Por último, Justianovich, con una sonrisa en el rostro recordó que Pellita “era muy inteligente, buen compañero, amigo y por sobre todas las cosas era coherente entre lo que decía y hacía, además era un incansable luchador por la justicia social”.

Dignos ejemplos
La última en dirigir palabras alusivas fue una compañera de la militancia de José María Pellita, Analía Almirón, que luego de agradecer la invitación al acto afirmó que “los que tuvimos el privilegio de conocer a Pellita solo tenemos palabras de admiración y respeto para con él. Admiración por sus ideales que no claudicaron nunca y respeto por su hombría de bien”.
A poco más de 42 años de su desaparición, en la última dictadura, Almirón contó que a principios de la década del 70 “yo hacía mis primeras armas en lo político”. Ya en 1973, cuando comenzó la dictadura en Chile “Pellita realizó una radio abierta en la Peatonal desde donde denunció la masacre que se estaba haciendo por aquellos años y contando sobre la complicada situación política social en América Latina, de la que Argentina no estaba exenta”. Consciente de ello, dijo Analía, “Pellita militaba sin parar al tiempo que trabajaba en la Fábrica Lucini donde fue elegido por sus compañeros como delegado”.
Luego de iniciada la dictadura cívico militar en Argentina, el 21 de septiembre de 1976 Pellita fue apresado, “a partir de ese momento nació otra historia, una más de las 30.000 que ocurrieron en el país”.
Por último haciendo suyas las palabras de Frei Betto, Almirón pronunció: “No lloremos a nuestros muertos. Antes, hagamos que resuciten en la persistencia de nuestros sueños, en la valentía de nuestra lucha, en la alegría de nuestras conquistas.
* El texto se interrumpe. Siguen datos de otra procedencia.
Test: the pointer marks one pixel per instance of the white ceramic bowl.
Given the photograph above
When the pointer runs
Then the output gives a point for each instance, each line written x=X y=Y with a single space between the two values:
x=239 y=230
No lloremos por los que murieron de pie. Esos compañeros y compañeras les imprimieron a sus vidas un sello indeleble y significativo: el sello de revolucionarios. Murieron, pero no perdieron la vida. Prueba de ello es que hoy son, para tantos, ejemplos y paradigmas. No lloremos, porque los muertos guían a los vivos.
“Lloremos por nuestras flaquezas, nuestras cobardías, nuestra incapacidad para oír el clamor de los pobres y el grito de los oprimidos. Y que ese llanto lave y purifique nuestro corazón para que, junto a los militantes de la esperanza, hagamos de la revolución la razón de ser de nuestras vidas.
“Resucitadas en nuestras luchas, rescatemos las vidas de los compañeros y compañeras que se fueron, de modo que seamos dignos del ejemplo que nos dejaron. Los que partieron cerraron los ojos para que nosotros, que seguimos embriagados de utopía, podamos ahora ver mejor, de modo que el Che Guevara sea generación, sea multitud, sea pan y oración, hasta que la palabra justicia no tenga que aparecer en los diccionarios, de la misma forma que ningún ser vivo necesita aprender a respirar”.